Soft-spoken and laid back, he is not taking his starting role — or even his roster spot — for granted. He still refers to himself as the team's No. 3 goalie and realizes Emery has a more distinguished past. Emery led Ottawa to the Stanley Cup Finals in 2007, which makes him the odds-on favorite to regain the starting spot, perhaps as early as today in Washington.
"My mind-set was to come here and back up [Boucher] for a little bit, and then go down and play at Adirondack [the Flyers' AHL farm team] and just try to play as many games as I can and play well and see what happens next year," Leighton said. "Boosh got hurt, and it gave me the opportunity, and I guess so far it's worked out."

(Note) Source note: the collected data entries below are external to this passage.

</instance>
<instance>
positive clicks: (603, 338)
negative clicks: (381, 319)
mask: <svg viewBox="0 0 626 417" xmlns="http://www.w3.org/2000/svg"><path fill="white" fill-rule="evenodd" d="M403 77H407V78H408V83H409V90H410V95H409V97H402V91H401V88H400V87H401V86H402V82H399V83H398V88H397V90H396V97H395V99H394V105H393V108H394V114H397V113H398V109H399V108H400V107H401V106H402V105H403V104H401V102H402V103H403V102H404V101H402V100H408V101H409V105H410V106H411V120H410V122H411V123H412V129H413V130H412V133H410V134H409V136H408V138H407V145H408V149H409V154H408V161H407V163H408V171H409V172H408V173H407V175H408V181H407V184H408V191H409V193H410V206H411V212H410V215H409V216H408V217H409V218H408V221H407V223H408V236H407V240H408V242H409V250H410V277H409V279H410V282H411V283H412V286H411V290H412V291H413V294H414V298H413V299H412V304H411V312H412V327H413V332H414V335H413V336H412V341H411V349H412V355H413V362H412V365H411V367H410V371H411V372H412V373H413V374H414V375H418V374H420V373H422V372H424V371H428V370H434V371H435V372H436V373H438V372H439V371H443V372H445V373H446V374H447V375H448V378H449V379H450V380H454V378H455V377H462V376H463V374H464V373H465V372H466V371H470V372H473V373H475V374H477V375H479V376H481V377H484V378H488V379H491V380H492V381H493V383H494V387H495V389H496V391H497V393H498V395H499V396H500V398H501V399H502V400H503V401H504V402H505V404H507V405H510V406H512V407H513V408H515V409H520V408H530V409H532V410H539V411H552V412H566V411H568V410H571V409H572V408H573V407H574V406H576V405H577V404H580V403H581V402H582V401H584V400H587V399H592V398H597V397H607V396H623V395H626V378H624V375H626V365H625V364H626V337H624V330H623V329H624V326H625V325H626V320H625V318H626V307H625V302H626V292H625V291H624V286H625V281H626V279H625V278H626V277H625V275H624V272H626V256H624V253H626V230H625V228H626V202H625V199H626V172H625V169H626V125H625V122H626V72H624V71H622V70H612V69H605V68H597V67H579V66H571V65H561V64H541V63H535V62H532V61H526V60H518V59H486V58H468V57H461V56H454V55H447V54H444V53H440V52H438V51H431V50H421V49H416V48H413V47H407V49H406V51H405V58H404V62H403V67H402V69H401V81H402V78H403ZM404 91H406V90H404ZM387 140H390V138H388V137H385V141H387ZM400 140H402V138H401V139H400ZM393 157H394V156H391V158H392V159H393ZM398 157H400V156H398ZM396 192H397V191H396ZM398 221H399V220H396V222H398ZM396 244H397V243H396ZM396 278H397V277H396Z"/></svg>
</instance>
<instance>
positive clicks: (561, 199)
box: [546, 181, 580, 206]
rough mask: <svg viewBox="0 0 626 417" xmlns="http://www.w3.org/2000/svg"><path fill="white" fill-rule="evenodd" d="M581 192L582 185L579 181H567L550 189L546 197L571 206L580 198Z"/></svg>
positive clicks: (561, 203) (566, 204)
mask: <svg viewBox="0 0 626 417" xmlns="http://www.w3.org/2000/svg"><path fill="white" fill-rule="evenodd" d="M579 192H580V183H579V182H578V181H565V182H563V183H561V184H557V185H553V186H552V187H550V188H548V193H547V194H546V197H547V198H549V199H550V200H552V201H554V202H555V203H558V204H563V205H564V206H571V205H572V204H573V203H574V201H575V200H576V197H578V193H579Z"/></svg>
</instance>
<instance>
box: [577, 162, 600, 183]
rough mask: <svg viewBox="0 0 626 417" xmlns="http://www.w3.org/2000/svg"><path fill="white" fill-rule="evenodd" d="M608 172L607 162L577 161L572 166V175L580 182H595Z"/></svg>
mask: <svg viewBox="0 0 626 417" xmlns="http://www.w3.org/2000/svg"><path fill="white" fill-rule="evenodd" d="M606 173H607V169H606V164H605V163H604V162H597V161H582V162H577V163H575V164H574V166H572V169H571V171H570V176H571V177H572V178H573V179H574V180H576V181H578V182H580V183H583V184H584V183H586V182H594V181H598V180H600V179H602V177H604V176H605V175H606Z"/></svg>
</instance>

Leighton said Reese had "tweaked" his game. Fearful of tipping off opposing snipers, the goalie and coach didn't want to go into specifics other than to say Leighton has altered some of his techniques.
"I won't go into detail, but when he got here, things weren't going that great for him in Carolina, so he was open to a few suggestions ... to simplify his game and make it easier," Reese said. "The thing is, when you start tweaking, you have to have success right away, or you're not going to believe in them. And the good news is, he did."
In addition to the minor changes, there is a more elementary reason for Leighton's transformation: The increased playing time has kept him sharper and boosted his confidence.
Another factor: For the most part, the Flyers have had a territorial edge with their aggressive two-player forecheck.
"I'm playing good, and the team is playing great," Leighton said. "They've been unbelievable. It's usually tight in the first period or so, and then all I have to do is make a couple of saves, and it seems like the team responds in the second period and usually has an outbreak of goals."
In early December, Leighton cleared waivers and was sent to AHL Albany. He later was claimed on reentry waivers by the Flyers, who are responsible for $300,000 of his $600,000 salary.
In other words, he is the NHL's version of a Kmart blue-light special.
"I'm happy the way things went, and obviously I couldn't ask for anything better than right now," Leighton said.
Even when Carolina demoted him, Leighton never considered hanging up his mask.
"I'm 28 years old, and I'm still too young to call it quits," he said. "I probably would have gone to Europe after this year for a couple years to make some money and call it quits after that."
The experience he has gained over the years - from coaches and other goalies while playing in parts of his six NHL seasons - has made him better than when he was briefly with the Flyers in 2006-07. That was before he was the odd man out in a goalie trio that included Robert Esche and Antero Niittymaki.
"All you have to do is take bits and pieces from everybody," Leighton said, "and get the best of it and go from there."
And put up with a few blisters along the way.